Анпенов был настоящий джентльмен. Происходя из крестьянской семьи, он получил образование в семинарии, потом попал на службу к Губкину и Кузнецову в Коломбо. Он прожил там больше 30 лет, совершенно англизировался, а в последние годы стал там русским консулом. По-английски говорил он, конечно, как англичанин. Кроме знания языка он знал все обычаи, приемы и взгляды англичан, почему для нас был неоценимым помощником при всех сношениях с англичанами. Со Швецовым был он старый приятель. Анпенов был человек долга, и всем, чем только и где только мог, он старался облегчить положение беженцев. Так он принял на себя хлопоты, чтобы деньги наши менялись по более приличному курсу, что было чрезвычайно важно для всех. Это ему не удалось, но как у нас полагается, многие взялись его ругать. Он это знал и не обижался.

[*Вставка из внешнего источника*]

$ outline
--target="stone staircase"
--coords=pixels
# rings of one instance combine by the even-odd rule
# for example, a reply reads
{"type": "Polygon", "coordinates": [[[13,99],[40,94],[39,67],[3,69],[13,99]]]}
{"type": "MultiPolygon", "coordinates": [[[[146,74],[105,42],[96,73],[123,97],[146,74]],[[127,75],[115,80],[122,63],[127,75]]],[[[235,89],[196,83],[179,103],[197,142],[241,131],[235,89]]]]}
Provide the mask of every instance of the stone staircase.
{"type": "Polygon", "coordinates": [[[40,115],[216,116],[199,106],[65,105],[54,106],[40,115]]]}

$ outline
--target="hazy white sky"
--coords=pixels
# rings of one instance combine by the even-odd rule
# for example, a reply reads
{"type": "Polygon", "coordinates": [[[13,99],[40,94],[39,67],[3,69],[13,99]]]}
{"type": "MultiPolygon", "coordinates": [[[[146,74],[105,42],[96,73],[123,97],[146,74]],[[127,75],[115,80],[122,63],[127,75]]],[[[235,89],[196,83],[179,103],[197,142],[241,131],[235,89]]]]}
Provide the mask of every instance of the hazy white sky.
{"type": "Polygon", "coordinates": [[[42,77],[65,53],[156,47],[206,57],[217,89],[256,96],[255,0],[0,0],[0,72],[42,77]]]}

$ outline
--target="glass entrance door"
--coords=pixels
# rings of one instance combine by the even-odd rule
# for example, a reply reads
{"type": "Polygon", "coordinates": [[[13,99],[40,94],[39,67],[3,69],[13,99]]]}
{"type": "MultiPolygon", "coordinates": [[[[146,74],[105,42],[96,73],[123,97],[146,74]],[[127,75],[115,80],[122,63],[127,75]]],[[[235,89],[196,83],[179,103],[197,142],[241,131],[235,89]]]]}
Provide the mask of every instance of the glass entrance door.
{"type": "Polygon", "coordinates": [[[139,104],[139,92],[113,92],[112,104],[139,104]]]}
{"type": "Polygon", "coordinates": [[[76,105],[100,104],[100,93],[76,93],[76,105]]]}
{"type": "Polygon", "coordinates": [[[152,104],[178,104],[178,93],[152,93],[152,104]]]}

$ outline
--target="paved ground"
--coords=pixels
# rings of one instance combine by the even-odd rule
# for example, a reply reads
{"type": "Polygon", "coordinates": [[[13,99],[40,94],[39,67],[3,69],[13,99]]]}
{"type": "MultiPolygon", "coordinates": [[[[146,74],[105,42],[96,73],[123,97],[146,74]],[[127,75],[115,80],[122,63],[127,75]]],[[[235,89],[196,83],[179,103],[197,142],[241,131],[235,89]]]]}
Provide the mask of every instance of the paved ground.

На «Капуртале» им был поднят вопрос о том, что мы бесплатно пользуемся гостеприимством англичан, что мы обязаны отблагодарить их. Его просили обсудить этот вопрос с капитаном, который ответил, что англичане исполнили свой долг, а потому никакой благодарности не подлежат; хотели дать на чай команде – ответ тот же. Однако было собрано 15 000 руб., которые в конце концов с ведома капитана были переданы русскому консулу в Салониках для оказания помощи беднейшим офицерам и беженцам. Тогда решили послать благодарственную телеграмму английскому королю. Ее составил Михаил Васильевич, а Анпенов перевел. В этой телеграмме было особенно удачное выражение, в котором говорилось, что русский народ не забудет отношение к его бедам союзников и оценит их по заслугам. Конечно, в телеграмме упоминалось с благодарностью отношение к нам команды «Капурталы».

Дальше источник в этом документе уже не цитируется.